In September 2011, the FASB issued Intangibles - Goodwill and Other Intangible Assets: Testing Goodwill for Impairment (ASU 2011-08), which allows an entity the option to first assess the qualitative factors to determine whether the existence of events or circumstances leads to a determination that is it more likely than not that the fair value of a reporting unit is less than its carrying amount. Under ASU 2011-08, if, after that assessment is made, an entity determines that it is more likely than not that the carrying value of goodwill is not impaired, then the two-step impairment test is not required. However, if the entity concludes otherwise, the two-step impairment test is required. The provisions of ASU 2011-08 are effective for interim and annual periods beginning after December 15, 2011, although early adoption was allowed.
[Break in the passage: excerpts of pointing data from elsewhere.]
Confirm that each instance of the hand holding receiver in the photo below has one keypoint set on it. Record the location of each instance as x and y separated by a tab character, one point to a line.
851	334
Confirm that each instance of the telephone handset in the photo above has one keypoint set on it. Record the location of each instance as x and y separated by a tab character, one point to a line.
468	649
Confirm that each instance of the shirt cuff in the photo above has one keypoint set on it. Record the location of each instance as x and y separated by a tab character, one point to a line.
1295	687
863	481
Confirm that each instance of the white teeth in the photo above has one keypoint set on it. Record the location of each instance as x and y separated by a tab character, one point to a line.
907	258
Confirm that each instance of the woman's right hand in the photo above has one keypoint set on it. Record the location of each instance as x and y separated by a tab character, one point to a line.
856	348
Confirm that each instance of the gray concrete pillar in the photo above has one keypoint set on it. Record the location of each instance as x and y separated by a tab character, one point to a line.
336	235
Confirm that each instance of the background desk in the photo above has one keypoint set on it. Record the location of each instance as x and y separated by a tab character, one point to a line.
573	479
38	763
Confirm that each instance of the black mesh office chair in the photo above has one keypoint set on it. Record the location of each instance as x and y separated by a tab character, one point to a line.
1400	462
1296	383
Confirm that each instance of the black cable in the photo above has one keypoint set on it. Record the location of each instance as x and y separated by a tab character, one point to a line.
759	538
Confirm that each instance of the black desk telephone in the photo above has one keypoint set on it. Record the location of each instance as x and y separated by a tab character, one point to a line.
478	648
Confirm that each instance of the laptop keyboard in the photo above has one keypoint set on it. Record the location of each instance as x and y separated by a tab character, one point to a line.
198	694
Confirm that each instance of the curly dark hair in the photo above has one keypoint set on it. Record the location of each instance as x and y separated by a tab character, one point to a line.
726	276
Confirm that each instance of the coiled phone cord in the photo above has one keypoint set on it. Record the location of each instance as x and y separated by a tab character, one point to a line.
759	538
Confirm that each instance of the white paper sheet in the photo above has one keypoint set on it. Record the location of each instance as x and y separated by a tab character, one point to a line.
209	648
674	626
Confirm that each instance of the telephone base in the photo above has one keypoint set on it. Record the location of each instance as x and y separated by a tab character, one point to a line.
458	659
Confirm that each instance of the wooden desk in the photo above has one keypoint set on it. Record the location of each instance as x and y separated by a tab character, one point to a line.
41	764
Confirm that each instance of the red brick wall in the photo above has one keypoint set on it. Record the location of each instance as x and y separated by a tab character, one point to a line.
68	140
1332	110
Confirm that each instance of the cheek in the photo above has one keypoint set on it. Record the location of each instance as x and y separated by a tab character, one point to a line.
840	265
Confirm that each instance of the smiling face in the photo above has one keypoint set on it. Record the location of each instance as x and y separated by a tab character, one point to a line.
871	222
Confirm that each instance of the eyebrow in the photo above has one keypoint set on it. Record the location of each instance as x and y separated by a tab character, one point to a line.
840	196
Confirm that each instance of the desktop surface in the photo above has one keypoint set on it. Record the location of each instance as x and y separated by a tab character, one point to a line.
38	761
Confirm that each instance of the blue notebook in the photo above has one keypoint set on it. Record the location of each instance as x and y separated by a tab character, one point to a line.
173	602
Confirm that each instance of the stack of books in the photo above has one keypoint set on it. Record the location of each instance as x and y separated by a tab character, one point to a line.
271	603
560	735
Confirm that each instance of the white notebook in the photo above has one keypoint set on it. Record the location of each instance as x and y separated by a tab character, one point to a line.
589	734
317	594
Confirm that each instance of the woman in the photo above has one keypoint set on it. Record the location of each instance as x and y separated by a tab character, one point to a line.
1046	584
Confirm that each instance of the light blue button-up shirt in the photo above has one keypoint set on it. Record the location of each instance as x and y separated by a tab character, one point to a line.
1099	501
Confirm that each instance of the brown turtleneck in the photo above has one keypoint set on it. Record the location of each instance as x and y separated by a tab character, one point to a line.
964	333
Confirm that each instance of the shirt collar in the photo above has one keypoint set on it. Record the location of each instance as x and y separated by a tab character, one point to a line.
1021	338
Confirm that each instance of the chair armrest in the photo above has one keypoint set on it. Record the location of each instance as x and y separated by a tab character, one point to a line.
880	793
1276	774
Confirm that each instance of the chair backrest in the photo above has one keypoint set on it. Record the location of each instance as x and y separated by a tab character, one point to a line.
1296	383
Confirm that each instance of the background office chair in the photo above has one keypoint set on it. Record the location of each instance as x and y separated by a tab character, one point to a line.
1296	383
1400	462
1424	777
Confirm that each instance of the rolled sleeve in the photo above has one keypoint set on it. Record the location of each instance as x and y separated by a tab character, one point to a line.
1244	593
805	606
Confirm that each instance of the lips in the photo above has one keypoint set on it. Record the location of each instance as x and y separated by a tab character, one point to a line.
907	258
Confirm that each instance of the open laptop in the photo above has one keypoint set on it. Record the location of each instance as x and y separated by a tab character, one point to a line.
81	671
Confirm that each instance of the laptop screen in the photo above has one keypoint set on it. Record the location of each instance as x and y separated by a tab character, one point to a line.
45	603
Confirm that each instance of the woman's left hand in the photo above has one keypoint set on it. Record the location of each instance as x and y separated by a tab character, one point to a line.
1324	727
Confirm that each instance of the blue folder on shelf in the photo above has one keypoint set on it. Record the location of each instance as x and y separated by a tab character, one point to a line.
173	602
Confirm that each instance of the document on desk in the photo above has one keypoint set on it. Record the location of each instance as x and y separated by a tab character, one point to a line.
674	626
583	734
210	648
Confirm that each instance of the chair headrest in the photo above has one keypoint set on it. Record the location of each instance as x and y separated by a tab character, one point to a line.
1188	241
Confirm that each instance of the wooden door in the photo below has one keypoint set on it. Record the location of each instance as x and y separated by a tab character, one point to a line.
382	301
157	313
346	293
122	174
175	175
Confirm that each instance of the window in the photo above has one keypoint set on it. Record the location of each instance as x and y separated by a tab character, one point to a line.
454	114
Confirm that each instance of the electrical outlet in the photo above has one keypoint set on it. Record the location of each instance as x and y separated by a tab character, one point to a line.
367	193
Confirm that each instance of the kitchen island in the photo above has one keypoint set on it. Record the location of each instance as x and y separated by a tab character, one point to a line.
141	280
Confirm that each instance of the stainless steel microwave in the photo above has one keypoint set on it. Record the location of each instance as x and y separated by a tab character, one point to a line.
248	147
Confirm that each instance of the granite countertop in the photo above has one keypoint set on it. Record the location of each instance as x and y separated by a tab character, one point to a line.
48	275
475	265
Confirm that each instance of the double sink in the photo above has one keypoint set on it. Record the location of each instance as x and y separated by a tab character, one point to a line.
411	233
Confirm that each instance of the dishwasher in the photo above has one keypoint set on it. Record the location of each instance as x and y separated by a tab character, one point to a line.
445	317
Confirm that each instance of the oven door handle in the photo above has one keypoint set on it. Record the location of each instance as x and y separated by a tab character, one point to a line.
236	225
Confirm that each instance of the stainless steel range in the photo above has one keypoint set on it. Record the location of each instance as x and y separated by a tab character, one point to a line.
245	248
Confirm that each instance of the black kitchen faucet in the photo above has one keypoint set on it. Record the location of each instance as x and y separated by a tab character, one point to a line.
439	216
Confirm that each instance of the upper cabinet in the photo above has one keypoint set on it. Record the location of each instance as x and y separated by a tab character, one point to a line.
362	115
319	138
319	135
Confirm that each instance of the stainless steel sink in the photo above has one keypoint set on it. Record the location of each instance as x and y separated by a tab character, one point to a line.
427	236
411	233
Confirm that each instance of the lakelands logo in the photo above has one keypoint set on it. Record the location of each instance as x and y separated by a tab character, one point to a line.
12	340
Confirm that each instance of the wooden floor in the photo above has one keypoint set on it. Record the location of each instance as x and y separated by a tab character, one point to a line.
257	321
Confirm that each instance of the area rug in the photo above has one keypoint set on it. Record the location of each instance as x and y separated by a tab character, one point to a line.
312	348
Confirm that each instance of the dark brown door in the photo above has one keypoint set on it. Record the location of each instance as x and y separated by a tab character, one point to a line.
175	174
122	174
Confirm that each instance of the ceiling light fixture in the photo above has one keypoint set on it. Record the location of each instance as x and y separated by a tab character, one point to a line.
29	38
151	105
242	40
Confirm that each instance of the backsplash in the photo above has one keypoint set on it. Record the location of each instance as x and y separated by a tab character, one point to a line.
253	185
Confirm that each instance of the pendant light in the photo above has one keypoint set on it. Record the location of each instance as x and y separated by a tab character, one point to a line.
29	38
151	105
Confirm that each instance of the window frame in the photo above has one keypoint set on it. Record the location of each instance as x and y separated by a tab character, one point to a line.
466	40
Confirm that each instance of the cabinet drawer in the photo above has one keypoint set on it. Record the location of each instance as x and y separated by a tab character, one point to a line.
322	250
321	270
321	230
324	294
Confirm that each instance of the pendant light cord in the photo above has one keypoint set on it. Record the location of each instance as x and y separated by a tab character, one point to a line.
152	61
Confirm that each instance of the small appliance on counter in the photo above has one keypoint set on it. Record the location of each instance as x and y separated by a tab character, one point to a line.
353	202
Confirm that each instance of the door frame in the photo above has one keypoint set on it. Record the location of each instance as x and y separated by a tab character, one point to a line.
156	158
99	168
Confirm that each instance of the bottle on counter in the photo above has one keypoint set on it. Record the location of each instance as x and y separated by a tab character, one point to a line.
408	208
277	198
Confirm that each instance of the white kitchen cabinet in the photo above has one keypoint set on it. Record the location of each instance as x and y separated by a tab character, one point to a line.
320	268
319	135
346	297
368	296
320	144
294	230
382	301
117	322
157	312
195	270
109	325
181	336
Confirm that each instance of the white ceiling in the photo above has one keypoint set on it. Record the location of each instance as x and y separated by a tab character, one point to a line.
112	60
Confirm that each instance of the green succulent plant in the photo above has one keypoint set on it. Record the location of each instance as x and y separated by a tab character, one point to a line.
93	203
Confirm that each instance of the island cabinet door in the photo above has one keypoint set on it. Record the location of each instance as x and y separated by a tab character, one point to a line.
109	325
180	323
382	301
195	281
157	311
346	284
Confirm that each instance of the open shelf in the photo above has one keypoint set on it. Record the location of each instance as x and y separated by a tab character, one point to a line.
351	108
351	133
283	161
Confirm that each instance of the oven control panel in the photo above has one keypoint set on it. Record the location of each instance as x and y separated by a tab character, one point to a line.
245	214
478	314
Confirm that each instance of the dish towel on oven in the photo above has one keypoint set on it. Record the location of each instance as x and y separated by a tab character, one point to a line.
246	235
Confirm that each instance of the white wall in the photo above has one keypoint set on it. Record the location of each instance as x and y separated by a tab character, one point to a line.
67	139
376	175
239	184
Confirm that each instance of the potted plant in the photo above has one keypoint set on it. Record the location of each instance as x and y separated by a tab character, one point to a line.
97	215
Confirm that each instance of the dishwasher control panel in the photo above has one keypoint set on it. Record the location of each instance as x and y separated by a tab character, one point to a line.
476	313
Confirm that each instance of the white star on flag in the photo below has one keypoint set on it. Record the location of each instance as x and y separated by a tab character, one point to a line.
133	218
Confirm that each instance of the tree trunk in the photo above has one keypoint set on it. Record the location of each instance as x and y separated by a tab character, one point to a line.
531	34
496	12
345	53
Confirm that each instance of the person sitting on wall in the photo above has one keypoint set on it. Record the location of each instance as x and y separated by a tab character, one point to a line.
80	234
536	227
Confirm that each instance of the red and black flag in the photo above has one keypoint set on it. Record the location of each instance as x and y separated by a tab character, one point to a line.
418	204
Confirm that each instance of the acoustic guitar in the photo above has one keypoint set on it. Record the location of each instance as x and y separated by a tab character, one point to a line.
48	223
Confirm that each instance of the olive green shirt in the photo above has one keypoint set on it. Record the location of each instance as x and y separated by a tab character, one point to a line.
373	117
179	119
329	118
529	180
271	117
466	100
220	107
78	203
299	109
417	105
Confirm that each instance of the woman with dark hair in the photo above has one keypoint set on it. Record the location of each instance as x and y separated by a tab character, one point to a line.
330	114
Adoption of ASU 2011-08 has had no material impact on BancShares' financial condition, results of operations or liquidity.
In September 2012, the FASB's Emerging Issues Task Force (EITF) ratified EITF issued EITF Issue No. 12-C Subsequent Accounting for an Indemnification Asset Recognized at the Acquisition Date as the Result of a Government-Assisted Acquisition of a Financial Institution (Issue 12-C). Issue 12-C requires that any indemnification asset resulting from a government-assisted transaction be subsequently measured on the same basis as the underlying loans by using the contractual limitations of the related loss share agreement. Issue 12-C is to be applied prospectively to new and earlier transactions, including the FDIC-assisted transactions involving BancShares. Issue 12-C is effective for periods ending after December 15, 2012, with early adoption permitted. BancShares adopted the provisions of Issue 12-C effective September 30, 2012 with no material impact on BancShares' financial condition, results of operations or liquidity.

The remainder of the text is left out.